Another vote for riding it without cranks. When I was a kid and had no special tools this was standard procedure. Just don’t go far from home.
 
What I did is similar to LGFs additional crank method.

This was on a bike belonging to the husband of a friend of my wife.
It was a Giant Trance X3, 2008 I think, the extractor threads on NDS crank had stripped so crank arm was looking like getting destroyed to remove it to replace knackered BB. So when I saw him at the weekend he asked me what could be done to fix his bike, idiot that I am I said "I'll get it off nae bother". Tried a method that had worked on an old Shimano crank, a ball joint splitter, wouldn't fit due to BB having spacer for arm to hold against. So tried a bearing puller that locks the pulling arms in place but due to steel puller and aluminium crank the puller was just sliding and scratching crank. .
Then I had a bright idea of somehow bolting/fixing another crank arm that had good extractor threads in parallel onto stripped one.
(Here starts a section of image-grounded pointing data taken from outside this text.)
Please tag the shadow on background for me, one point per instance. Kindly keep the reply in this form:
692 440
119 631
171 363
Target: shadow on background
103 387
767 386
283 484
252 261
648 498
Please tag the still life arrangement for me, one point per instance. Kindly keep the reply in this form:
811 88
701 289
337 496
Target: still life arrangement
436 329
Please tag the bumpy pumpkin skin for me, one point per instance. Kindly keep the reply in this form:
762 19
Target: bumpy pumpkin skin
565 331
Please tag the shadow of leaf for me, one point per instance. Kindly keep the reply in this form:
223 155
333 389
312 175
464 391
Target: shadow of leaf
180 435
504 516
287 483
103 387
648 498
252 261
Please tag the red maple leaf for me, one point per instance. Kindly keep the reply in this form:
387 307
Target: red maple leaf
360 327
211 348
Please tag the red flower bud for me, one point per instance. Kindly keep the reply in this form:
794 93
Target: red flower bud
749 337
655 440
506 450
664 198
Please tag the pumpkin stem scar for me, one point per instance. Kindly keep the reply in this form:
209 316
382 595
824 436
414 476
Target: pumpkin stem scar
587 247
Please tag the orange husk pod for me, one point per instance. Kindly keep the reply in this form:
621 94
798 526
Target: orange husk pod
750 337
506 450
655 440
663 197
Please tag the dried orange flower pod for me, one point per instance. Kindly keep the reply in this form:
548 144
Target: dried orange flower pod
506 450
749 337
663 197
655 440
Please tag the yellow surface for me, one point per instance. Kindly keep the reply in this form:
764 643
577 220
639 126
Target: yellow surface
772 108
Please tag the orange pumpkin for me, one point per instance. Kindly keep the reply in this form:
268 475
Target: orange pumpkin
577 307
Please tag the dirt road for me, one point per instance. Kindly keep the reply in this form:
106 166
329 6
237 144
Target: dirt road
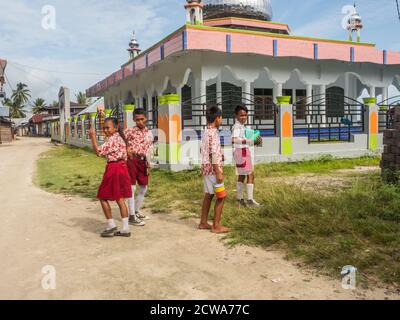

Removed pedal then bolted the 2 crank arms together with a spacer between pedal threads so that BB ends of cranks were in line and square to each other. Rummaged in shed and found a 2" diameter exhaust clamp, fitted this with the u-bolt part around the back of stuck crank with a big socket in hollow in the back of crank to prevent damage from the u-bolt, the other part of clamp, the pressed steel bit, just clamped up against the "extractor" crank. Tightened it all up, it wasn't moving. Had to cut down a longer bolt to about 40mm to fit inside the bolt threads on BB so that the extractor could reach being too far out from the BB axle.

So the moment of truth arrived, tightened extractor and the 2 cranks were no longer tight together, did the clamp nuts up tighter but then noticed that the cut down bolt in BB had crumpled with pressure. Replaced it with slightly thicker bolt which didn't bend as much, gave the crank arm a bit of a tap with tool number 1 and off it came. Apart from scratches which are merely cosmetic and a wee dent from big hammer the crank is OK and can go back on with new BB.

For future use I'll find a proper high tensile steel bolt that will thread into BB axle to sort the bending of the spacer bolt made of cheese I had to hand.